Am J Psychiatry. 2012 Jul;169(7):725-34. doi: 10.1176/appi.ajp.2012.11081214.
Antidopaminergic drugs bind to hERG1 potassium channels encoded by the gene KCNH2, which accounts for the side effect of QT interval prolongation. KCNH2 has also been associated with schizophrenia risk, and risk alleles predict increased expression of a brain-selective isoform, KCNH2 3.1, that has unique physiological properties. The authors assessed whether genetic variation associated with KCNH2 3.1 expression influences the therapeutic effects of antipsychotic drugs.

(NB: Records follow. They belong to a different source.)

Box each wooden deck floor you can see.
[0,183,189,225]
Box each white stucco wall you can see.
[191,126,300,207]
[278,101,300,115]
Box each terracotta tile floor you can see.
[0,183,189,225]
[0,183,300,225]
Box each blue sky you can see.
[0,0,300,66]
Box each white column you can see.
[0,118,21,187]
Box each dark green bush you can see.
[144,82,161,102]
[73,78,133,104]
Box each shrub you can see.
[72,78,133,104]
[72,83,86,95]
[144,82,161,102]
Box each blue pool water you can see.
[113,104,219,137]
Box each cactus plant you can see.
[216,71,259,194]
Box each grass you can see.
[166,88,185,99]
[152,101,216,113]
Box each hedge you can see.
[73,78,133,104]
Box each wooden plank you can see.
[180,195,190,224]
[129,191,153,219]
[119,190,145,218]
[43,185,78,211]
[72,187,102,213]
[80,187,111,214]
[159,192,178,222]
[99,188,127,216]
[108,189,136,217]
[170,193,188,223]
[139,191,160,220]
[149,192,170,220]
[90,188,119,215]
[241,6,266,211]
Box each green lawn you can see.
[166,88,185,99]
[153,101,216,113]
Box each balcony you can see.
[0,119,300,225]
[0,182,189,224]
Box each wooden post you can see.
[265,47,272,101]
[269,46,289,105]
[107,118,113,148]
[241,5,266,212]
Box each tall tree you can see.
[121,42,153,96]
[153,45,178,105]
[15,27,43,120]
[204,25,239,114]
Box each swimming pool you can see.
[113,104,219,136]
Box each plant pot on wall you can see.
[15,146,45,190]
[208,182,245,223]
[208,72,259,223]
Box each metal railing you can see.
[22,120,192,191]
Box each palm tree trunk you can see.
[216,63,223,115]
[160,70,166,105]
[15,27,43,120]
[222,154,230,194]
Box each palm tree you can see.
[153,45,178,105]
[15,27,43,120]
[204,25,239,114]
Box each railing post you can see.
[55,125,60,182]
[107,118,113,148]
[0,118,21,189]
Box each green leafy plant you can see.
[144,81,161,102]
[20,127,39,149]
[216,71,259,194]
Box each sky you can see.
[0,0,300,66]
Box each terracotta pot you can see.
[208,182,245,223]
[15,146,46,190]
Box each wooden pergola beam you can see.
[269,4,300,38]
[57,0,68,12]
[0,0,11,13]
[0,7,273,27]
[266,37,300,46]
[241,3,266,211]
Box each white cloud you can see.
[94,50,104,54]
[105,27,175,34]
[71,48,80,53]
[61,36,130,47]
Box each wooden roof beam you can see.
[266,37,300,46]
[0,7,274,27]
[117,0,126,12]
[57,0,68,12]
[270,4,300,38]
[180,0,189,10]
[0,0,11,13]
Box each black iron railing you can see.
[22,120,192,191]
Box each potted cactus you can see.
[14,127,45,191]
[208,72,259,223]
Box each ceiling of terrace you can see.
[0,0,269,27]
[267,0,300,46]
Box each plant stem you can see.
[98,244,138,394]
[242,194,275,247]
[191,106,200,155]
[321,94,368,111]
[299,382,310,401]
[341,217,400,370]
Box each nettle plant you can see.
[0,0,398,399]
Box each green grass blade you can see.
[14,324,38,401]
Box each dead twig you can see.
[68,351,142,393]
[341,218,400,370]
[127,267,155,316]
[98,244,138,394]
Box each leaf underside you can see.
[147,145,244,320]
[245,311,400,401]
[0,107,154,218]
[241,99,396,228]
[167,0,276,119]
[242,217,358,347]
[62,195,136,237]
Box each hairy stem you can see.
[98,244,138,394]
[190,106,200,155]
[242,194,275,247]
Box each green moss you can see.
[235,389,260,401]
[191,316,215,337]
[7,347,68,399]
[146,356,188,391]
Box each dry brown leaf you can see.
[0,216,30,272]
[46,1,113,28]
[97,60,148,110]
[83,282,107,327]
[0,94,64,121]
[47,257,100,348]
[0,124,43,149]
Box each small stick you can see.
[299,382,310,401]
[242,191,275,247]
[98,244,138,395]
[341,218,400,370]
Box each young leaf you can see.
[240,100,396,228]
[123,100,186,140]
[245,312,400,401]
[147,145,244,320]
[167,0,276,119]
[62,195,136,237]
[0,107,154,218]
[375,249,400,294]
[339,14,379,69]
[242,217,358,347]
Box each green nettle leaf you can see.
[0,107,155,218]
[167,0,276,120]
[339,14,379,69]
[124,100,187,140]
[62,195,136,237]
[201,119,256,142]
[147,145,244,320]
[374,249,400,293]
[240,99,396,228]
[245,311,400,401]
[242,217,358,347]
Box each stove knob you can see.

The authors performed a pharmacogenetic analysis of antipsychotic treatment response in patients with schizophrenia using data from two independent studies: a National Institute of Mental Health (NIMH) double-blind, placebo-controlled inpatient crossover trial (N=54) and the multicenter outpatient Clinical Antipsychotic Trials in Intervention Effectiveness (CATIE) study (N=364). The KCNH2 genotype that was previously associated with increased expression of KCNH2 3.1 in the brain was treated as a predictor variable. Treatment-associated changes in symptoms were evaluated in both groups with the Positive and Negative Syndrome Scale. The authors also analyzed time to discontinuation in the olanzapine arm of the CATIE study.
In the NIMH study, individuals who were homozygous for the KCNH2 3.1 increased expression-associated T allele of rs1036145 showed significant improvement in positive symptoms, general psychopathology, and thought disturbance, while patients with other genotypes showed little change. In the CATIE study, analogous significant genotypic effects were observed. Moreover, individuals who were homozygous for the T allele at rs1036145 were one-fifth as likely to discontinue olanzapine.
These consistent findings in two markedly different treatment studies support the hypothesis that hERG1-mediated effects of antipsychotics may not be limited to their potential cardiovascular side effects but may also involve therapeutic actions related to the brainspecific 3.1 isoform of KCNH2.
抗多巴胺药物与 hERG1 钾通道结合,该通道由基因 KCNH2 编码,这是导致 QT 间期延长的副作用的原因。KCNH2 也与精神分裂症风险相关,风险等位基因预测大脑选择性同工型 KCNH2 3.1 的表达增加,该同工型具有独特的生理特性。作者评估了与 KCNH2 3.1 表达相关的遗传变异是否会影响抗精神病药物的治疗效果。
作者使用来自两个独立研究的精神分裂症患者抗精神病治疗反应的遗传药理学分析数据:美国国立卫生研究院(NIMH)双盲、安慰剂对照住院交叉试验(N=54)和多中心门诊临床抗精神病药物干预有效性(CATIE)研究(N=364)。以前与大脑中 KCNH2 3.1 表达增加相关的 KCNH2 基因型被视为预测变量。两组均采用阳性和阴性症状量表评估治疗相关的症状变化。作者还分析了 CATIE 研究中奥氮平组的停药时间。
在 NIMH 研究中,rs1036145 中与 KCNH2 3.1 表达增加相关的 T 等位基因纯合的个体在阳性症状、一般精神病学和思维障碍方面有显著改善,而其他基因型的患者几乎没有变化。在 CATIE 研究中,也观察到类似的显著基因型效应。此外,rs1036145 中的 T 等位基因纯合的个体停止使用奥氮平的可能性降低五分之一。
这两个明显不同的治疗研究中的一致发现支持了这样的假设,即抗精神病药物的 hERG1 介导的作用不仅限于其潜在的心血管副作用,还可能涉及与大脑特异性 3.1 同工型 KCNH2 相关的治疗作用。